Tears started down his face.
“I should kill you for what you made me do in the last four years. But it’s all worth it knowing that you’ll watch as Germany and Europe destroy each other; knowing that in a generation you will all be serving the Middle Kingdom, and knowing that we will be the masters and you will be the slaves.”
He sobbed and she stood up, opening the door hidden in the wall.
“I want you to remember my face when your empire dies and you have nothing left but nightmares,” she said, standing over him. “I want you to remember how a Chinese girl destroyed you and your world.”
She turned her back on him, leaving him crying in a little ball on the floor.
Seven years later he could think of nothing else as an Englishman listened to his story and reread the note written in coded Mandarin.
“That’s quite a tale, your majesty.”
Wilhelm II, the former Kaiser of Germany, frowned. “You don’t believe me?”
The Englishman looked up at the former Kaiser. “I do.
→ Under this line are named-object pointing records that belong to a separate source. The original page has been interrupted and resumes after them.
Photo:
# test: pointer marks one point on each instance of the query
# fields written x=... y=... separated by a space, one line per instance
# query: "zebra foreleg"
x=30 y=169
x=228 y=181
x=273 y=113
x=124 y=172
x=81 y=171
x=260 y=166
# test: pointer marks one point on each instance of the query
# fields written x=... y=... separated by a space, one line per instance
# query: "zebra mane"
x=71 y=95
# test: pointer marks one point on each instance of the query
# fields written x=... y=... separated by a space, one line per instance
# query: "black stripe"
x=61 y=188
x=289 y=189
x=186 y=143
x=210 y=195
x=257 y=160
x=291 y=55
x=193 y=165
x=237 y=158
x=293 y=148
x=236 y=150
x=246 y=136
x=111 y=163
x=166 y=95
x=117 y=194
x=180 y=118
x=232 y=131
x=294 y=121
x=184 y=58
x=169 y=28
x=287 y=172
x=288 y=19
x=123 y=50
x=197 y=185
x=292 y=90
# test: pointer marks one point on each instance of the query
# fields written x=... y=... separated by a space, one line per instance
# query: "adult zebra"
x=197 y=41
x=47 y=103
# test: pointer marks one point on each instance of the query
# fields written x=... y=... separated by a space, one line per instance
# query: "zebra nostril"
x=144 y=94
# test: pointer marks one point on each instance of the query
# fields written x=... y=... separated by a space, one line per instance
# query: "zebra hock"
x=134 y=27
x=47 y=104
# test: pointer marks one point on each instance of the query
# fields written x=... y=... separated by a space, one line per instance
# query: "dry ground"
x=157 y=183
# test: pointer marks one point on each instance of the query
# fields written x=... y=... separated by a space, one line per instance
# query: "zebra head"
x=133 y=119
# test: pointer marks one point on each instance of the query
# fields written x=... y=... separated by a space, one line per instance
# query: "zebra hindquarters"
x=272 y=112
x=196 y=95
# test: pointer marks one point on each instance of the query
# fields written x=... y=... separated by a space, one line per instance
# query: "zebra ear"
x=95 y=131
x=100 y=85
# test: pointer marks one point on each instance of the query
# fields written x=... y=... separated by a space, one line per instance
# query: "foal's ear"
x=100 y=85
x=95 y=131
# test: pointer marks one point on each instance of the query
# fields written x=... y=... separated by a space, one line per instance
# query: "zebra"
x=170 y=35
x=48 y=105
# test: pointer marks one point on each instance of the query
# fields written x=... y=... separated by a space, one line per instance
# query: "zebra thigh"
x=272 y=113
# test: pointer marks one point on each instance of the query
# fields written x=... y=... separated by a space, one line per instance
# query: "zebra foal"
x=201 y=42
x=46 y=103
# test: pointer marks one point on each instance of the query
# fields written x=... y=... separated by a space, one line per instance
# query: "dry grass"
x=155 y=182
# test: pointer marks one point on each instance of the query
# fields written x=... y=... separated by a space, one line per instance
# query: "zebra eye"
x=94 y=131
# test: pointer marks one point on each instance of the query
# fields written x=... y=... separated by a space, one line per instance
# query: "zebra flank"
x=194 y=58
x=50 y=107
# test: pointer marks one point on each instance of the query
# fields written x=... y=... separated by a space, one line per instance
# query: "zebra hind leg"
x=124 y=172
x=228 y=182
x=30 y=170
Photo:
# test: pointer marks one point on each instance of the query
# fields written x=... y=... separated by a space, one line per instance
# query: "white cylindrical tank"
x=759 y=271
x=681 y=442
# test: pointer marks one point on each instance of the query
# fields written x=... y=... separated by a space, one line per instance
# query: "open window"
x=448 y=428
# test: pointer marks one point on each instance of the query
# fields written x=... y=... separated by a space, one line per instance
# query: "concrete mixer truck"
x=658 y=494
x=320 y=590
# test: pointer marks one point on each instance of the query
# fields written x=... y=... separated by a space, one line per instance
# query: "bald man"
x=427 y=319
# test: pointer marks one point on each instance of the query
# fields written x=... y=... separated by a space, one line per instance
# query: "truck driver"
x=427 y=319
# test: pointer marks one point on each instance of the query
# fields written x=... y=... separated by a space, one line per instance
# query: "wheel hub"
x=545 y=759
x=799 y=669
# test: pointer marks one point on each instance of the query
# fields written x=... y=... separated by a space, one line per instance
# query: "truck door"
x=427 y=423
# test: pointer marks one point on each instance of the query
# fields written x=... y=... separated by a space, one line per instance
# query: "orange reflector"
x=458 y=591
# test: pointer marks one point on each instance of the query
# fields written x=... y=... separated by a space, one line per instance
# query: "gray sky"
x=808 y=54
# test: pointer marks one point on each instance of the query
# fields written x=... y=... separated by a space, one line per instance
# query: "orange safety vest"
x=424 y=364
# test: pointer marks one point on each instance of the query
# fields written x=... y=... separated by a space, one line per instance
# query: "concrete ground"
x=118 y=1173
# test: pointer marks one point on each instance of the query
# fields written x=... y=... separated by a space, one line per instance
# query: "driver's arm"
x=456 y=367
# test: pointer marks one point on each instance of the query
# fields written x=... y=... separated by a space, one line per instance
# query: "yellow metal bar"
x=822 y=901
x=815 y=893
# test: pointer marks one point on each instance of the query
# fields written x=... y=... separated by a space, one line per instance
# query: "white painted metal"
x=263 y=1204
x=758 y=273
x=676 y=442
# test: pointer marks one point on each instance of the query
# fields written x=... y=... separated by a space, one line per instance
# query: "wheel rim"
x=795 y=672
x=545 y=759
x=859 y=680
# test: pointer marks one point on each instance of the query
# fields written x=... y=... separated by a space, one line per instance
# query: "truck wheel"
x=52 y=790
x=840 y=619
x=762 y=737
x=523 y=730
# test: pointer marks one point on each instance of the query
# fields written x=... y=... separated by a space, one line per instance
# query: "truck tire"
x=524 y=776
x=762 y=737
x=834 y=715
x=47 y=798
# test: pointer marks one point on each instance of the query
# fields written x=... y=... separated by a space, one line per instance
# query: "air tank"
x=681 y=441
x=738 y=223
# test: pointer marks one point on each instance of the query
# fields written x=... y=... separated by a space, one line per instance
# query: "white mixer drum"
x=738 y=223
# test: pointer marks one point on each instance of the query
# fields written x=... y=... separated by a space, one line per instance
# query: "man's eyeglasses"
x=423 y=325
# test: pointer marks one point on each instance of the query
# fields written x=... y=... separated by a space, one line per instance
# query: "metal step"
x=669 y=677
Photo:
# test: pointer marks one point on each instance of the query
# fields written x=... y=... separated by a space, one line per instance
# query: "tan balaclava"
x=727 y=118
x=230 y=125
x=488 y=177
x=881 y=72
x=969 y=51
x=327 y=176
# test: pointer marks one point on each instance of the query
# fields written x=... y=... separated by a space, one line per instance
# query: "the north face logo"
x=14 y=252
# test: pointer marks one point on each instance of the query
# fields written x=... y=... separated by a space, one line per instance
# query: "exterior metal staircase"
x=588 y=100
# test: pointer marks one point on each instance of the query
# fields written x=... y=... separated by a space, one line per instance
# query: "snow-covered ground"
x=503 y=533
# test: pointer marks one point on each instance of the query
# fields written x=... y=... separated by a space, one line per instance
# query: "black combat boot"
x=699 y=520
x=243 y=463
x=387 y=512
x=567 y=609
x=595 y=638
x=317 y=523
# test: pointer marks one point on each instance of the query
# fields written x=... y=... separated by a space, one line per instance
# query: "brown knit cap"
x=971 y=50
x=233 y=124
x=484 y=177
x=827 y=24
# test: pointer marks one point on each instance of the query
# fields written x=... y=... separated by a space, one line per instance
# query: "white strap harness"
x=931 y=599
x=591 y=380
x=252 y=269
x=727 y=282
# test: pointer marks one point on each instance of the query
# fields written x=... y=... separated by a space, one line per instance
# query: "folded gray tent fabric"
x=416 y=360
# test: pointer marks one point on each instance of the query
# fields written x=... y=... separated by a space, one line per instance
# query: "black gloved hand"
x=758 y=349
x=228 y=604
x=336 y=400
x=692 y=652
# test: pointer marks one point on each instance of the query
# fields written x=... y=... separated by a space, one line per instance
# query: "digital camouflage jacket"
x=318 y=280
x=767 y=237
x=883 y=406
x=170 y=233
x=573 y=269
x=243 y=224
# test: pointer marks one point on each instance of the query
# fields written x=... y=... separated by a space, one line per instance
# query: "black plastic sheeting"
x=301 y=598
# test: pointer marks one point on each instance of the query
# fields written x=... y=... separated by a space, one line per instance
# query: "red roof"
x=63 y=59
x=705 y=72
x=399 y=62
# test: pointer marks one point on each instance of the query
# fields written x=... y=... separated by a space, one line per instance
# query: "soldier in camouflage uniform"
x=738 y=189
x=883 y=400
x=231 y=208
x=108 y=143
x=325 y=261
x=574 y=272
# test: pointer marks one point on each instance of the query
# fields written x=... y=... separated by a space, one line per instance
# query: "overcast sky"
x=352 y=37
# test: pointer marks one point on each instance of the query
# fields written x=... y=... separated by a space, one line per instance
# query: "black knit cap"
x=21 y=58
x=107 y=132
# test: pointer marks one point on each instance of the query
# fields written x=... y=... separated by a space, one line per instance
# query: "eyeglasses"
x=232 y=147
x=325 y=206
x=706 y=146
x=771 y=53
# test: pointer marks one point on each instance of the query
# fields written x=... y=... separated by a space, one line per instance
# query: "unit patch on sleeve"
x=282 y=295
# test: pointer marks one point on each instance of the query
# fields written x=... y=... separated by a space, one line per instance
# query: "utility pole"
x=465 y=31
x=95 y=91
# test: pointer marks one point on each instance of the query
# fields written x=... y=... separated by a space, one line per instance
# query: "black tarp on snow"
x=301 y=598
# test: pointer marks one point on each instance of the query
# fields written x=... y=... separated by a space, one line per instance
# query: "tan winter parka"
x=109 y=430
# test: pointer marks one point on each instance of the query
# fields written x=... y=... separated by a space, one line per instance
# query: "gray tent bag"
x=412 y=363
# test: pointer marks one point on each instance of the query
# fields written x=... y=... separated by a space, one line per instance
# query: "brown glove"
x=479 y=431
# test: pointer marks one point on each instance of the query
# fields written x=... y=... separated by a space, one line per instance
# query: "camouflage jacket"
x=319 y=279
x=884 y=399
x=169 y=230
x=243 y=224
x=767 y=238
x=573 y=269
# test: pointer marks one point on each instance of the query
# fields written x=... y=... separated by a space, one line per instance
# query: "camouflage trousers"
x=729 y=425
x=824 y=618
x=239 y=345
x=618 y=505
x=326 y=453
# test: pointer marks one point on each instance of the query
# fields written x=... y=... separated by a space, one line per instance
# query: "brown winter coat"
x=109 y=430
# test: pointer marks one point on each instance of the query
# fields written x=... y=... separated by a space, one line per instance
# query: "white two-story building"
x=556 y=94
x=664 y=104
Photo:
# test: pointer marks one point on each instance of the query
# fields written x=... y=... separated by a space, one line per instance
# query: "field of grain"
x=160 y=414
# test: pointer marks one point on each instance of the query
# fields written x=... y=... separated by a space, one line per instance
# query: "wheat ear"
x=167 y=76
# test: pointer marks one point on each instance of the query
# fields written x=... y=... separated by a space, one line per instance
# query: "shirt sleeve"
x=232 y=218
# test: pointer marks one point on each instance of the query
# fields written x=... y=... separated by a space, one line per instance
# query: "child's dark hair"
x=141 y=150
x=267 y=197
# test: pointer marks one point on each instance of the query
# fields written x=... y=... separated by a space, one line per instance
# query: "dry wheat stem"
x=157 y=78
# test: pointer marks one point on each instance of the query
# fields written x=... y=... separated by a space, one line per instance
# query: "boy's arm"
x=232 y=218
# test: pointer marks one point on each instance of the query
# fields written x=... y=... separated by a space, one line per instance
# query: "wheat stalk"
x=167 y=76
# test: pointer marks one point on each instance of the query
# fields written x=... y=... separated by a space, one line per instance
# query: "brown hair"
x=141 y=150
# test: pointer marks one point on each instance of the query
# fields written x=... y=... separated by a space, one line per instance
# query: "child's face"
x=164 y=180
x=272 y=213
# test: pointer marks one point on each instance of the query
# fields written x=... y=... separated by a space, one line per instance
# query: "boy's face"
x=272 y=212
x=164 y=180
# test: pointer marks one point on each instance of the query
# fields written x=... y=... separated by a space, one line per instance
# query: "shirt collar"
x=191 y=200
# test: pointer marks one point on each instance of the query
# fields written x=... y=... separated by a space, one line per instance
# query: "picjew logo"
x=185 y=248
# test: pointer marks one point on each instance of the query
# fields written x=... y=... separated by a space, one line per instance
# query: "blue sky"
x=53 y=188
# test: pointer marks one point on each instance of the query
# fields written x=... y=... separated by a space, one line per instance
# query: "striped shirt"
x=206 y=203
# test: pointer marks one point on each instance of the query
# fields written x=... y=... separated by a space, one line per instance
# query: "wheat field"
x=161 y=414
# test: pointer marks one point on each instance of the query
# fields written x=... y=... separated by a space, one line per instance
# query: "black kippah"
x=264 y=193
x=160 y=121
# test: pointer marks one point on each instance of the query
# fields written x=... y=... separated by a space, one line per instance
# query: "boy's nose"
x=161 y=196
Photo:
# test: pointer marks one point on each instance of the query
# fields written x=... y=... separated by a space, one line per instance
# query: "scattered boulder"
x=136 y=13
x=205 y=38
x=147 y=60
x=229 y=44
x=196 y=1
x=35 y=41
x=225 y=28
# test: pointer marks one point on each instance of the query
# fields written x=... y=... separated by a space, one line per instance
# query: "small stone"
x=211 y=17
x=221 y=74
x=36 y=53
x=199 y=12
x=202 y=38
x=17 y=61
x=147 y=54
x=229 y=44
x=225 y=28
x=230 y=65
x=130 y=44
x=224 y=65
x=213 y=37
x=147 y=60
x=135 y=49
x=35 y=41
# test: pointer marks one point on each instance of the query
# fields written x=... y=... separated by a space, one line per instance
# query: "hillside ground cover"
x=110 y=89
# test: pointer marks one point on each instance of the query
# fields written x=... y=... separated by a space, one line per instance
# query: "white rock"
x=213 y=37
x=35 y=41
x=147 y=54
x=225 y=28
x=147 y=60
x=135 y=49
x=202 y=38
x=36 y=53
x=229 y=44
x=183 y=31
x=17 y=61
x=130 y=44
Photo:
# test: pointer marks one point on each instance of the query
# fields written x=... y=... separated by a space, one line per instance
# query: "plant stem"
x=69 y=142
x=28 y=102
And we won’t let this stand.”
The former Kaiser’s eyes narrowed on the Englishman.
“I’ve already talked to my Russian friends, your majesty, and despite our current differences, they are going to make this right. It might take a few years, but your little whore and her country will feel our wrath. They will pay for what they’ve done.”
The former Kaiser blinked, tears forming in his eyes. “Thank you.”
“Don’t thank me,” the man said, leaving a pistol in front of the former Kaiser and opening the only door in the room. “It’s all I can do not to kill you myself.”
The former Kaiser watched the door close and picked up the pistol. “I know,” he said, staring at the pistol before putting it down and sobbing.